5But Eleazar, the high-minded and truly noble, as one tortured in a dream, regarded it not all.
6But raising his eyes on high to heaven, the old man's flesh was stripped off by the scourges, and his blood streamed down, and his sides were pierced through.
7And falling upon the ground, from his body having no power to support the pains, he yet kept his reasoning upright and unbending.
8then one of the harsh spearbearers leaped upon his belly as he was falling, to force him upright.
9But he endured the pains, and despised the cruelty, and persevered through the indignities;
10and like a noble athlete, the old man, when struck, vanquished his torturers.
11His countenance sweating, and he panting for breath, he was admired by the very torturers for his courage.
12Therefore, partly in pity for his old age,
13partly from the sympathy of acquaintance, and partly in admiration of his endurance, some of the attendants of the king said,
14Why do you unreasonably destroy yourself, O Eleazar, with these miseries?
15We will bring you some meat cooked by yourself, and do you save yourself by pretending that you have eaten swine's flesh.
16And Eleazar, as though the advice more painfully tortured him, cried out,
17Let not us who are children of Abraham be so evil advised as by giving way to make use of an unbecoming pretense;
18for it were irrational, if having lived up to old age in all truth, and having scrupulously guarded our character for it, we should now turn back,

19and ourselves should become a pattern of impiety to the young, as being an example of pollution eating.
20It would be disgraceful if we should live on some short time, and that scorned by all men for cowardice,
21and be condemned by the tyrant for unmanliness, by not contending to the death for our divine law.
22Therefore do you, O children of Abraham, die nobly for your religion.

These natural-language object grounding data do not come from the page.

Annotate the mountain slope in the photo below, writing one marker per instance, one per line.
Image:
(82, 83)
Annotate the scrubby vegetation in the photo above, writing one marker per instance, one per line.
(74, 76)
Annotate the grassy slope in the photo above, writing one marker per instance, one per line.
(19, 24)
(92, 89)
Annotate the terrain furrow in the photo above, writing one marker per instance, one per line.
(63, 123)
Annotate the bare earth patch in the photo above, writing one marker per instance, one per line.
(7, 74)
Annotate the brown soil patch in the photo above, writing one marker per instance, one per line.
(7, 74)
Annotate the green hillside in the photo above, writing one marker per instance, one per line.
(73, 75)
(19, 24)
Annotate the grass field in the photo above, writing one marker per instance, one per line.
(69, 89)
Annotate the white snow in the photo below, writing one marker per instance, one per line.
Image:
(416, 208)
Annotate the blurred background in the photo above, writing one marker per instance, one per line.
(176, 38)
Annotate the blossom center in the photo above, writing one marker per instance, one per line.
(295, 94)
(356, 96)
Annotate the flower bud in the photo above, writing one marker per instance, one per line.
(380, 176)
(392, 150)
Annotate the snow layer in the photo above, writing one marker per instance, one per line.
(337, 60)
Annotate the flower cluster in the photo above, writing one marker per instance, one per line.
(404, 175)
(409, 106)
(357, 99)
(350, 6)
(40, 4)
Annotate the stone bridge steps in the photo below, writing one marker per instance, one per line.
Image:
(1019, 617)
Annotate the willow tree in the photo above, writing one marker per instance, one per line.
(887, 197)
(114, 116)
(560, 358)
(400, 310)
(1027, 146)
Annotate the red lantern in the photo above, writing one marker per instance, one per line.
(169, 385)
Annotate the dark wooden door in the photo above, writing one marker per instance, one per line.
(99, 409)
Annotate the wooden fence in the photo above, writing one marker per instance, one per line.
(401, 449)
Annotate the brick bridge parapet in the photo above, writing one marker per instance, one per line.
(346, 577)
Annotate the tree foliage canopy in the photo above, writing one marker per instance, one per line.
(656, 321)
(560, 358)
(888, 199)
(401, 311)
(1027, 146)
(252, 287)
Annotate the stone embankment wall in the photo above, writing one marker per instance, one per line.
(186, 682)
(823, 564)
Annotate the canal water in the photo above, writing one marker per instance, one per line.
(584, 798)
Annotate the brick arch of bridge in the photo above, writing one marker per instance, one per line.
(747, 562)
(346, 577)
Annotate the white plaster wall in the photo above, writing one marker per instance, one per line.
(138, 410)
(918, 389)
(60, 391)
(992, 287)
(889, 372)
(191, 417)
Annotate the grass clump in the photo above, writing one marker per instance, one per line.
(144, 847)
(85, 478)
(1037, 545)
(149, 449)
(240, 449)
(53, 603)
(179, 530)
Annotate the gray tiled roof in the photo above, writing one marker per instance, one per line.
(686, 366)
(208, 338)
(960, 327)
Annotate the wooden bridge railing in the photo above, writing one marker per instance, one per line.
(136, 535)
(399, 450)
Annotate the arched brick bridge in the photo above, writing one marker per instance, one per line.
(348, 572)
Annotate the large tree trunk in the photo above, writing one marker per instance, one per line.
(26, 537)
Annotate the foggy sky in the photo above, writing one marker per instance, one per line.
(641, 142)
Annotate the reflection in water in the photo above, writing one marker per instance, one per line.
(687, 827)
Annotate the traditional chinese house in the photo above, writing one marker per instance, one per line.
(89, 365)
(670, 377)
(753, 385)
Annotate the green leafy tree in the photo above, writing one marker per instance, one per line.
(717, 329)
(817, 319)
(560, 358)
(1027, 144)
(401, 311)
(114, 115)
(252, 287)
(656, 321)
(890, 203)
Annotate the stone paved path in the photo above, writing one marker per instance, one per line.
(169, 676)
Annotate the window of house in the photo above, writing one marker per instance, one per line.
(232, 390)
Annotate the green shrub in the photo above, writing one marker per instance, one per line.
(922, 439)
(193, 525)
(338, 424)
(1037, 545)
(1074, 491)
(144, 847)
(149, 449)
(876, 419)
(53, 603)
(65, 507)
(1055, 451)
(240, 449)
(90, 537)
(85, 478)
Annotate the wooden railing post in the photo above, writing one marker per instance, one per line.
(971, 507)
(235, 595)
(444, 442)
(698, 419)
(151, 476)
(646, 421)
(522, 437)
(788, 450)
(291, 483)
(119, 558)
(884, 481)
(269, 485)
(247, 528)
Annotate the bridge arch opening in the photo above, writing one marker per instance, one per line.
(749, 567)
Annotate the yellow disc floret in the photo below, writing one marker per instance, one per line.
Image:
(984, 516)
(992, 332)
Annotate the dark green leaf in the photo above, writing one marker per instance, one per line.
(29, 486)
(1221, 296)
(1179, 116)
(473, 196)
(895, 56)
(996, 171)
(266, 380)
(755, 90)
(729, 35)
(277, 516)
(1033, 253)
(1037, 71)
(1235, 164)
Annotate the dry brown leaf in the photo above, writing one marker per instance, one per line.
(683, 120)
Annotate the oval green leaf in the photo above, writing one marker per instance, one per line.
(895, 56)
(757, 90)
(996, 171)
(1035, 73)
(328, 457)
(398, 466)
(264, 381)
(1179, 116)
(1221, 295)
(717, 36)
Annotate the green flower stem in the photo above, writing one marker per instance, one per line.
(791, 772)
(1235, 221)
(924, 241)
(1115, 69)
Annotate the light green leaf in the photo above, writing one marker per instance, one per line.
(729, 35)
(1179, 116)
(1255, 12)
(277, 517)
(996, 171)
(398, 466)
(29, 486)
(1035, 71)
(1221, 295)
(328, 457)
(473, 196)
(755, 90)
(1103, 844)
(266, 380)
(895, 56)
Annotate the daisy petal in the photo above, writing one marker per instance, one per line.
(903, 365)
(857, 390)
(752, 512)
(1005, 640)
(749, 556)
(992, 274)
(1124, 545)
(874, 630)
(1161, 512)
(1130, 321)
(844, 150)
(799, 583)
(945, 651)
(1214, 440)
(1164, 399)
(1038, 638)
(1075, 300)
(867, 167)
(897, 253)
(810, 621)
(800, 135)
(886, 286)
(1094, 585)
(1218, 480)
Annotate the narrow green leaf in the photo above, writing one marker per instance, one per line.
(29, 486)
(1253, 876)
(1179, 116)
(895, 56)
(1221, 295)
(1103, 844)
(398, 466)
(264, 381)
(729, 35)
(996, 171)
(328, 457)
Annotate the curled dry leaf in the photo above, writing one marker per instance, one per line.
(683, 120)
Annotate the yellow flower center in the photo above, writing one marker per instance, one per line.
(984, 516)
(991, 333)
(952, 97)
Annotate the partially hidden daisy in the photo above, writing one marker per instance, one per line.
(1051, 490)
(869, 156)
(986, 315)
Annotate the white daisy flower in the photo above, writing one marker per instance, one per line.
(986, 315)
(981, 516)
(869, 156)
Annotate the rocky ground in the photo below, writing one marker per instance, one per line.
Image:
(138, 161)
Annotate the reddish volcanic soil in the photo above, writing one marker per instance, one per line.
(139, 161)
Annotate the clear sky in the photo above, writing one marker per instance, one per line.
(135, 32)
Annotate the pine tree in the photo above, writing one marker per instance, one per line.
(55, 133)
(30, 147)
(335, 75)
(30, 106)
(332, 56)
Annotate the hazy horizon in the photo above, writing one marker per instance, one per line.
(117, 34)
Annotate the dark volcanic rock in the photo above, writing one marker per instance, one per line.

23You° spearbearers of the tyrant, why do you° linger?
24Beholding him so high-minded against misery, and not changing at their pity, they led him to the fire:
25then with their wickedly contrived instruments they burnt him on the fire, and poured stinking fluids down into his nostrils.
26And he being at length burnt down to the bones, and about to expire, raised his eyes Godward, and said,
27You know, O God, that when I might have been saved, I am slain for the sake of the law by tortures of fire.
28Be merciful to your people, and be satisfied with the punishment of me on their account.
29Let my blood be a purification for them, and take my life in recompense for theirs.
30Thus speaking, the holy man departed, noble in his torments, and even to the agonies of death resisted in his reasoning for the sake of the law.
31Confessedly, therefore, religious reasoning is master of the passions.
32For had the passions been superior to reasoning, I would have given them the witness of this mastery.
33But now, since reasoning conquered the passions, we befittingly awared it the authority of first place.
34And it is but fair that we should allow, that the power belongs to reasoning, since it masters external miseries.
35Ridiculous would it be were it not so; and I prove that reasoning has not only mastered pains, but that it is also superior to the pleasures, and withstands them.